1 — Eliminare i segni, le tracce e le macchie: i nostri consigli e suggerimenti
La ristrutturazione di un piano di lavoro lievemente danneggiato è possibile. Esaminiamo alcuni esempi. Rimuovere il silicone con un gel decapante speciale per silicone è molto efficace. Eliminare i graffi su un piano di lavoro in legno richiede lavori di levigatura. Un detergente delicato è sufficiente per pulire le macchie. Per far sparire le bruciature, prodotti delicati sono adeguati se sono superficiali. Altrimenti, sarà necessario ricoprire il piano di lavoro. È l'oggetto dei passaggi successivi.

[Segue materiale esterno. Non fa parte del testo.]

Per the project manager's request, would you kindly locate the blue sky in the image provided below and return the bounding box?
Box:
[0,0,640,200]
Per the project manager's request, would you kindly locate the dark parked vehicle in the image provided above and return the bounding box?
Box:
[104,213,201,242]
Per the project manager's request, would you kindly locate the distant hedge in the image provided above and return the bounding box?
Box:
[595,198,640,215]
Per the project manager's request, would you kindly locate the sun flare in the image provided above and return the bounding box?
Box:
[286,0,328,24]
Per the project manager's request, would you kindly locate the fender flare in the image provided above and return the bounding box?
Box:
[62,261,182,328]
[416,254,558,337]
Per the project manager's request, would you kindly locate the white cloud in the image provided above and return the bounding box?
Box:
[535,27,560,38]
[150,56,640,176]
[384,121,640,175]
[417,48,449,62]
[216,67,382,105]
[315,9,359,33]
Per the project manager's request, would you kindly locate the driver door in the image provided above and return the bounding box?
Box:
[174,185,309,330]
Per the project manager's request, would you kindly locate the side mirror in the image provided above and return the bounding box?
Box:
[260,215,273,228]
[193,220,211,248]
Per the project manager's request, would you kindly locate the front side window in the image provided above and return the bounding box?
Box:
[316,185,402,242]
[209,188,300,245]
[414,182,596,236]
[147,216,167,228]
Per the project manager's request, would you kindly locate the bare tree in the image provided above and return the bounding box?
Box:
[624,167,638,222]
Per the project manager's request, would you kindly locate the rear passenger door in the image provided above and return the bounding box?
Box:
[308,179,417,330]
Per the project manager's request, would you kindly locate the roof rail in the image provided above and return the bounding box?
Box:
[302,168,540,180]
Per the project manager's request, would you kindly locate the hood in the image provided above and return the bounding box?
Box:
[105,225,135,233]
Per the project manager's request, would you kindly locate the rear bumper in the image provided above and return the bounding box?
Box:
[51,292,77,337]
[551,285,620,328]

2 — Ricoprire la superficie con un prodotto liquido
Questi lavori consistono nel ricoprire tutto o parte del piano di lavoro con una resina, del cemento levigato o un kit di ristrutturazione (pittura ceramica). Questo metodo è adatto a un piano di lavoro vecchio, usurato, danneggiato, sia in legno, laminato, granito, pietra, piastrelle o persino acciaio inox. Attenzione tuttavia, questi lavori richiedono una fase di smontaggio delle attrezzature prima dell'applicazione. Seguite attentamente le istruzioni dei prodotti e investite in un attrezzatura appropriata.
3 — Incollare un rivestimento adesivo: soluzione per rinnovare il piano di lavoro
Rinnovare un piano di lavoro danneggiato con un rivestimento adesivo di tipo vinile è più adatto al laminato. Ma la sua applicazione sul legno è possibile. La fase di preparazione è importante: pulite bene il piano di lavoro per eliminare i grassi. Diversi tipi di rivestimenti adesivi sono disponibili:
- imitazione marmo, granito;
- aspetto legno chiaro, medio o scuro;
- colori uniti o con motivo;
- aspetto metallizzato.
NB. Il vantaggio di questo metodo è che evita lo smontaggio delle attrezzature. Attenzione, è il più economico, ma il meno durevole.
4 — Rinnovare con una credenza: la nostra guida
Per una ristrutturazione di migliore qualità, optate per il rivestimento del piano di lavoro con una credenza. Completate con un kit speciale ristrutturazione appropriato. Contiene un profilo di bordo, un set di pezzi angolari e delle terminazioni. Dovrete poi procedere passo dopo passo:
- smontare le attrezzature;
- eliminare il giunto di tenuta di giunzione della parete;
- tagliare la credenza alle dimensioni di incasso delle attrezzature;
- incollare la credenza sul piano di lavoro (colla per legno o mastice adesivo);
- realizzare la giunzione dei diversi piani di credenza;
- rimontare le attrezzature;
- rivestire i bordi.
5 — Applicare un rivestimento in legno naturale sul piano di lavoro
Una credenza è un pannello di legno laminato, bisogna apprezzarne l'aspetto. Per gli amanti del legno, esiste una soluzione. Si tratta di incollare un pannello di legno massiccio, triplo strato o lamellare-incollato sulla superficie del piano di lavoro. Per rivestire il bordo, utilizzate un profilo di finitura per piano di lavoro o una squadra in alluminio o acciaio inox. Vi attendono lavori di smontaggio delle attrezzature, taglio del pannello e incollaggio!
Disponete di spunti per rinnovare un piano di lavoro danneggiato. Per scegliere la soluzione giusta, valutate l'età del vostro piano di lavoro e stimate il vostro budget. Cercate altri tutorial di bricolage? Non esitate a consultare la nostra sezione consigli.